Et pourtant, la réponse apportée par l’épisode tient essentiellement en un : “parce que j’en ai envie”.
Alors attention, sur le principe, une femme n’a évidemment pas à se justifier pendant trois heures pour expliquer une décision aussi intime.
Mais narrativement, ici, ça sonne quand même comme une facilité.
J’aurais aimé que la série creuse davantage ses motivations, qu’elle nous fasse ressentir ce choix au lieu de simplement nous le poser comme un postulat de départ.
À ce stade, j’ai eu ce petit moment de cynisme où je me suis dit : oui, elle garde le bébé surtout parce que sinon il n’y a pas de série.
Et c’est dommage, parce que l’écriture est suffisamment fine par ailleurs pour qu’on attende un peu plus de nuance sur un enjeu aussi fondamental.
Heureusement, le casting sauve tout (ou presque)
S’il y a bien une chose qui fonctionne immédiatement, c’est le casting.
Elle Fanning, déjà, est impeccable.
Elle a ce talent assez rare de rendre son personnage immédiatement humain, même quand celui-ci prend des décisions qu’on peut questionner. Margo pourrait facilement devenir agaçante ou trop théorique ; elle parvient au contraire à la rendre fragile, crédible, touchante, parfois même drôle malgré elle.
J’ai particulièrement aimé cette façon qu’a la série de la montrer déjà épuisée par une vie qui lui échappe.
Autour d’elle, Michelle Pfeiffer apporte une vraie présence, avec ce mélange de dureté, d’inquiétude et d’amour maternel mal emballé qui fonctionne très bien.
Le duo mère-fille est sans doute ce qui m’a le plus intéressée dans ce premier épisode.
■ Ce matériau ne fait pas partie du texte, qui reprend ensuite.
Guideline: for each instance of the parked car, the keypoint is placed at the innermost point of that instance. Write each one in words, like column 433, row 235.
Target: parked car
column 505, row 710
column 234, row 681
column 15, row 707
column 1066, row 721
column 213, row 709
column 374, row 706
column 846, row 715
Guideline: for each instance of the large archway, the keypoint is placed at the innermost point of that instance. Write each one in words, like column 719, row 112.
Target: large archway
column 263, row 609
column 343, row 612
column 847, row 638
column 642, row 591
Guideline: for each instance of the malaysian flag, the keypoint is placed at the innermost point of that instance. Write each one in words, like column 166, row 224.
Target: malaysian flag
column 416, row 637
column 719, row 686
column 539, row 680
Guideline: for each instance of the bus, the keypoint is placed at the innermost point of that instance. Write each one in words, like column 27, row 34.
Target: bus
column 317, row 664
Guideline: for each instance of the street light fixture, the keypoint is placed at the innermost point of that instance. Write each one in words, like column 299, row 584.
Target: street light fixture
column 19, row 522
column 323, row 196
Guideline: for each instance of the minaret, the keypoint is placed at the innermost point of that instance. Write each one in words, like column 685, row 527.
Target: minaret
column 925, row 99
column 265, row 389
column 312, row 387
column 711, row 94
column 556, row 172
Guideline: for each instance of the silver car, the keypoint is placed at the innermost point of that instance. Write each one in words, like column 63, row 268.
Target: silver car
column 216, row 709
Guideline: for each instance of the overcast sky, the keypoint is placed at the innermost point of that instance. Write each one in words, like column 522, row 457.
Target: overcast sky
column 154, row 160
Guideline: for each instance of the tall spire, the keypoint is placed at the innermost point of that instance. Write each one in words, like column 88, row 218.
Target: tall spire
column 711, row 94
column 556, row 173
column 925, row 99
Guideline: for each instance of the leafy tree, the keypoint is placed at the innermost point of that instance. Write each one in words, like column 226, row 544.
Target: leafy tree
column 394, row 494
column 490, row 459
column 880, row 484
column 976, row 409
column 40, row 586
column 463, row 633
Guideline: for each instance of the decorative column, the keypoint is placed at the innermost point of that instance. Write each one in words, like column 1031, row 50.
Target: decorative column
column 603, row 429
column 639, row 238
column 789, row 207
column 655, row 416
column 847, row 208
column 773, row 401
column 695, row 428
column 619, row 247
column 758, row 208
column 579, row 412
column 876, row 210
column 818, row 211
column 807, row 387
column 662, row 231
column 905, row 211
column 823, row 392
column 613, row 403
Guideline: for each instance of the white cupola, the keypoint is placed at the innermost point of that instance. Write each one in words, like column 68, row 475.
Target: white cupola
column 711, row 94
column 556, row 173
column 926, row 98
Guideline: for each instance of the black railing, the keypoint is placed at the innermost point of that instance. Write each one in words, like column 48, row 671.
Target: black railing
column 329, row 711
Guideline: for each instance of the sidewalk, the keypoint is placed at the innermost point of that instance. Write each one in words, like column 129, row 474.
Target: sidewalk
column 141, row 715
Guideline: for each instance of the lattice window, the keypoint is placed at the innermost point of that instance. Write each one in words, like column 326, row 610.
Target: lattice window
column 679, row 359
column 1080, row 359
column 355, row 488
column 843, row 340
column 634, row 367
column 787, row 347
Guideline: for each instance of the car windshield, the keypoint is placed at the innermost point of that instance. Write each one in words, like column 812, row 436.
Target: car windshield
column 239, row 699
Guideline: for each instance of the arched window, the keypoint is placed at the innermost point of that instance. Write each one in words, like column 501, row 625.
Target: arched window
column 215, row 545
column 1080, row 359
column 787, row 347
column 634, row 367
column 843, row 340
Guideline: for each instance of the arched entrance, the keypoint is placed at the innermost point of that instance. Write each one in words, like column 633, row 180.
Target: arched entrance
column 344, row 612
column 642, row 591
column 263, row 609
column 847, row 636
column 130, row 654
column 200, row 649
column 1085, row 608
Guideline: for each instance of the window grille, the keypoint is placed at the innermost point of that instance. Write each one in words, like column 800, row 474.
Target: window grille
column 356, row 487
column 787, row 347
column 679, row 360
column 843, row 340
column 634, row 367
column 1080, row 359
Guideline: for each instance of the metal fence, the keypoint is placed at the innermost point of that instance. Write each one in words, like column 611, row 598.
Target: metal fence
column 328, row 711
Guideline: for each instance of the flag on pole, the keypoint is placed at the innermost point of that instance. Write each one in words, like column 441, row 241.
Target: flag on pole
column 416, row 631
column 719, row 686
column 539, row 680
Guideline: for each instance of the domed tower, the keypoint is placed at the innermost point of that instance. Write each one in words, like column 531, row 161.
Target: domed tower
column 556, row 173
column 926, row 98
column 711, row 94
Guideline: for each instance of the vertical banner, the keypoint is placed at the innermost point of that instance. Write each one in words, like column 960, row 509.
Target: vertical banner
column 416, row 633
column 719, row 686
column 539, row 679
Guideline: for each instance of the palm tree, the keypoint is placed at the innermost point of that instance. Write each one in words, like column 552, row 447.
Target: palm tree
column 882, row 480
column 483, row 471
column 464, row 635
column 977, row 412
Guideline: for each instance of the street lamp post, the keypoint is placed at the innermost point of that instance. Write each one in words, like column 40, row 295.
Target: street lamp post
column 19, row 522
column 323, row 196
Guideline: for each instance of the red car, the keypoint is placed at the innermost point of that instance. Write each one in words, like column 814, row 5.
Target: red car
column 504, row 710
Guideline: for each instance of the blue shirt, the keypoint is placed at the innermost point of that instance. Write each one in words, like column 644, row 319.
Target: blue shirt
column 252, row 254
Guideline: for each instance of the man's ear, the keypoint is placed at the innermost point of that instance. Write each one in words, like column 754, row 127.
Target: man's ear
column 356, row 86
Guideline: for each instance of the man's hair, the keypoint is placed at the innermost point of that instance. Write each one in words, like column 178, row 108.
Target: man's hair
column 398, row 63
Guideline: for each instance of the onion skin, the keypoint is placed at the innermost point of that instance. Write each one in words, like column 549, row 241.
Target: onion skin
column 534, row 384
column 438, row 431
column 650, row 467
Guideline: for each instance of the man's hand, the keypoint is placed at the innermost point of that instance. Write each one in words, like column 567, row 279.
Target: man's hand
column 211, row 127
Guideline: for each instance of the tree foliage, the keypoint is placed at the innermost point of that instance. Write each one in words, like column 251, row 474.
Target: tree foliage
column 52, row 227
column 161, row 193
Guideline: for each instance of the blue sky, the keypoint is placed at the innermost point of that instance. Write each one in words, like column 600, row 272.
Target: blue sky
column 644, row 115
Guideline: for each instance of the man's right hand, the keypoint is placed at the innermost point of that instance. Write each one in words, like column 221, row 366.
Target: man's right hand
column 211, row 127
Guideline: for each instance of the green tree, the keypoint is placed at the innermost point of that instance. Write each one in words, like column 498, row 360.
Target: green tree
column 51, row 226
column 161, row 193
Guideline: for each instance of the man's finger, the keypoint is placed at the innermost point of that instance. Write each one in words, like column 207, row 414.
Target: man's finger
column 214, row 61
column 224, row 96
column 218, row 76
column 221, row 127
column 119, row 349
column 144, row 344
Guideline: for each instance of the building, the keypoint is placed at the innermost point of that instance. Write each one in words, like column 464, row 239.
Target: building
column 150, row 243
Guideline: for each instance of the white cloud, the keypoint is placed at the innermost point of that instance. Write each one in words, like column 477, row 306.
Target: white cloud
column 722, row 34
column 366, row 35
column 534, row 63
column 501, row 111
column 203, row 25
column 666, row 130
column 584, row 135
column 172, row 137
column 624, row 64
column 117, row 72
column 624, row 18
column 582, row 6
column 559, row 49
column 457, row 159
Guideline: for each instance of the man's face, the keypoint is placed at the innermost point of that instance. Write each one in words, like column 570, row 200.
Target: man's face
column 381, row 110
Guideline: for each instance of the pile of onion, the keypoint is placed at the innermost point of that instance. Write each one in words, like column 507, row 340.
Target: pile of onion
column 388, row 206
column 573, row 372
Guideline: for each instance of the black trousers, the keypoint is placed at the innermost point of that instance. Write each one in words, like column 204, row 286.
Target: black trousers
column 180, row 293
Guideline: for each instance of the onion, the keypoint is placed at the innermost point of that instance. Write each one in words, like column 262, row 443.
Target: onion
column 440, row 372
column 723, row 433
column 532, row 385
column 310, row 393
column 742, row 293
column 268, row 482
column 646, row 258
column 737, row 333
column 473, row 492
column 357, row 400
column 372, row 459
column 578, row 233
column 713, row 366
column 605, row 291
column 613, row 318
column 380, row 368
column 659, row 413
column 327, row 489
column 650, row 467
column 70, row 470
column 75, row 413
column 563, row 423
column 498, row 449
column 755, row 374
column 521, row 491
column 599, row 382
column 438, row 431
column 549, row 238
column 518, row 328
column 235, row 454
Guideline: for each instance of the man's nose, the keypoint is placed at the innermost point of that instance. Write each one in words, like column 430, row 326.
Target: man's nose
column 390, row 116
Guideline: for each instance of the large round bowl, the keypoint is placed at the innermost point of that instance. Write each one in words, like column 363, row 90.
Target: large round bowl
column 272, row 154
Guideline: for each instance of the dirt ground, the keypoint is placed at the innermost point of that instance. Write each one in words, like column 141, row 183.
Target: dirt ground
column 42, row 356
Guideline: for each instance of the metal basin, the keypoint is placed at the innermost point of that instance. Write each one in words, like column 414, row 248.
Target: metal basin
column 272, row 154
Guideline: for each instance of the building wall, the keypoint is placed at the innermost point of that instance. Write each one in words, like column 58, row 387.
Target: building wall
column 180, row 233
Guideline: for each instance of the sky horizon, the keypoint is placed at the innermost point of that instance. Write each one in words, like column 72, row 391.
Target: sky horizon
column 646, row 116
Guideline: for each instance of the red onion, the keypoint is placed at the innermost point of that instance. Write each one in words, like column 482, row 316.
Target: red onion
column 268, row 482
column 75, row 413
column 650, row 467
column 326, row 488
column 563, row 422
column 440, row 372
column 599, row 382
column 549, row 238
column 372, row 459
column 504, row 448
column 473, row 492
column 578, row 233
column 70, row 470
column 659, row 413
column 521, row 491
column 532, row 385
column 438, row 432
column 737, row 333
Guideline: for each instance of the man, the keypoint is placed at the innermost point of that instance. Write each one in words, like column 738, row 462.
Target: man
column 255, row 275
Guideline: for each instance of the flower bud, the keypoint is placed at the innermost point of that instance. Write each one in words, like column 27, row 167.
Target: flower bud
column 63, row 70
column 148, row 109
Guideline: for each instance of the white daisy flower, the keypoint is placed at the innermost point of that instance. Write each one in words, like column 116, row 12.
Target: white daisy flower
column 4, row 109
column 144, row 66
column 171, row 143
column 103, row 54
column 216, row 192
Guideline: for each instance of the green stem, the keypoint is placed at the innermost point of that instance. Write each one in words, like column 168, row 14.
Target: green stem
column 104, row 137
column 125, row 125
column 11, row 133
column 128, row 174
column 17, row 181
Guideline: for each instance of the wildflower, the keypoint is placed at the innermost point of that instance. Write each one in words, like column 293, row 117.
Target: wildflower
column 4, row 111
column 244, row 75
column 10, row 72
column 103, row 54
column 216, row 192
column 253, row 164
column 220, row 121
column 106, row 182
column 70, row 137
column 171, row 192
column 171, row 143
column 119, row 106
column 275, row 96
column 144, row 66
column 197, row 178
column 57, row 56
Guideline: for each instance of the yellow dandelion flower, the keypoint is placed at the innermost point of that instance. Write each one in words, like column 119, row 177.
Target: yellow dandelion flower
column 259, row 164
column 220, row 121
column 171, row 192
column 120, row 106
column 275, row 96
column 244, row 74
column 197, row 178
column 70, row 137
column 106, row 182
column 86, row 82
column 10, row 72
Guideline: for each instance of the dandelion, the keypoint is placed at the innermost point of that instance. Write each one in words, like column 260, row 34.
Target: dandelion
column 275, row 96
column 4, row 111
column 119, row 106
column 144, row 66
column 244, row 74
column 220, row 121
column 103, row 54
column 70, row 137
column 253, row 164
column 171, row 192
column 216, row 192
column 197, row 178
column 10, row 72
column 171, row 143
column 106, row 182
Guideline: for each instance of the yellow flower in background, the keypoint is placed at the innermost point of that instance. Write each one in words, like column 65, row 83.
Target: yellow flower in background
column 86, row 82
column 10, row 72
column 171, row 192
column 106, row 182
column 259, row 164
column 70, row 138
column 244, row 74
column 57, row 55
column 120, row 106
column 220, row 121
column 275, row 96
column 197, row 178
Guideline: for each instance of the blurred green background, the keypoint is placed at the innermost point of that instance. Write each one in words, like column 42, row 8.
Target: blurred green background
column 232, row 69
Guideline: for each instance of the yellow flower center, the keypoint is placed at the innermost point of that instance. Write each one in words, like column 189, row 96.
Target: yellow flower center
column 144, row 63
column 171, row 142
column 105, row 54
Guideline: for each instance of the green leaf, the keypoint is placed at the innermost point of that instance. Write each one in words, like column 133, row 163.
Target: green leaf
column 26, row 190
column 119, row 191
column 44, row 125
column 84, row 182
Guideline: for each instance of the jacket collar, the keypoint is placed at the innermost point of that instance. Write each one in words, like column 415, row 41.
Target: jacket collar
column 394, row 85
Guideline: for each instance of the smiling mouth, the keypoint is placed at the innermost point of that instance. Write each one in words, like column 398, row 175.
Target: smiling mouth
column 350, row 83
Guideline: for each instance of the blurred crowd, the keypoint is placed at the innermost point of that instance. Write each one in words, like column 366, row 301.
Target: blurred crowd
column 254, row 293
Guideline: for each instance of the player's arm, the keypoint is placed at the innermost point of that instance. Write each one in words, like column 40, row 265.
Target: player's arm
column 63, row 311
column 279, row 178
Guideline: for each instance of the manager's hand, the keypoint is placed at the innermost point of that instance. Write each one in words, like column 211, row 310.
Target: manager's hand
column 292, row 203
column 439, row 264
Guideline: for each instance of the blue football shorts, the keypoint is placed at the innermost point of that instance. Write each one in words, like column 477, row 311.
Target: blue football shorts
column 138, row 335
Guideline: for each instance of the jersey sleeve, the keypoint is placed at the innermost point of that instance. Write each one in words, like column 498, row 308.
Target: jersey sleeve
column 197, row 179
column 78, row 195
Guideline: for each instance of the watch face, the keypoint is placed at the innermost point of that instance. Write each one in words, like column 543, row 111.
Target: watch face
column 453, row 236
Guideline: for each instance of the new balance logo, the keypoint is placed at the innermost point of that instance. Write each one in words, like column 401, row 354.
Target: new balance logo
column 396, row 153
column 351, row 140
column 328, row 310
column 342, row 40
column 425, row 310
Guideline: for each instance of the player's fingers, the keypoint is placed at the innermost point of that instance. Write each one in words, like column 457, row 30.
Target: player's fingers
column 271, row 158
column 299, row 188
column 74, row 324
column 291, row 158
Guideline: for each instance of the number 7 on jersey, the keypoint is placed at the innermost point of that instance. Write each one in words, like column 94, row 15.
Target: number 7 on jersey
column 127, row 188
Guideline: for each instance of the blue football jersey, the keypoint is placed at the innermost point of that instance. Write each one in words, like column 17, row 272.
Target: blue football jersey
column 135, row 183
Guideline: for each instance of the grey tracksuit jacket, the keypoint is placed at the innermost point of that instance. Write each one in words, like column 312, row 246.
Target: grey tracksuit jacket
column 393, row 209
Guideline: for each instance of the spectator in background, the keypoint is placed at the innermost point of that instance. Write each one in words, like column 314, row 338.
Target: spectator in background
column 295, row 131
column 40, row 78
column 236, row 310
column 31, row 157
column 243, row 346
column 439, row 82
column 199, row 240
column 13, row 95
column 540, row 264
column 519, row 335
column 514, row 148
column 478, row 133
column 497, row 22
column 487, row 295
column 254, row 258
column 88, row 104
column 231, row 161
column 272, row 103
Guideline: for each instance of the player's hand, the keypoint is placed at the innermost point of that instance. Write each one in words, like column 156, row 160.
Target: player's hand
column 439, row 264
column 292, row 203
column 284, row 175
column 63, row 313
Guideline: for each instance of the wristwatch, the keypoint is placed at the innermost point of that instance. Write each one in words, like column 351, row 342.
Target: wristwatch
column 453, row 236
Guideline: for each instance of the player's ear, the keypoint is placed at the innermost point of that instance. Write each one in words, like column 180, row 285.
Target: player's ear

Il y a dans leurs scènes quelque chose d’assez doux-amer, presque cruel parfois, qui donne immédiatement de l’épaisseur à l’ensemble.
Et très franchement, c’est ce casting qui me donne envie de continuer.
Mon avis : un début encore trop sage, mais suffisamment prometteur
Au final, mon ressenti reste mitigé, mais clairement plutôt positif.
Je ne peux pas dire que ce premier épisode m’a totalement emballée.
Il est un peu long à démarrer.
Il repose sur quelques facilités.
Il me laisse avec une impression de série encore en train de chercher son vrai rythme.
Mais en même temps, il y a déjà quelque chose.
Une vraie promesse.
Un casting très solide.
Une héroïne que j’ai envie de suivre.
Et surtout la sensation que le meilleur reste à venir.
Ce n’est pas encore la claque que les bandes-annonces laissaient espérer, mais c’est suffisamment bien écrit et interprété pour me donner envie de lancer la suite.
Et parfois, pour un pilote, c’est déjà beaucoup.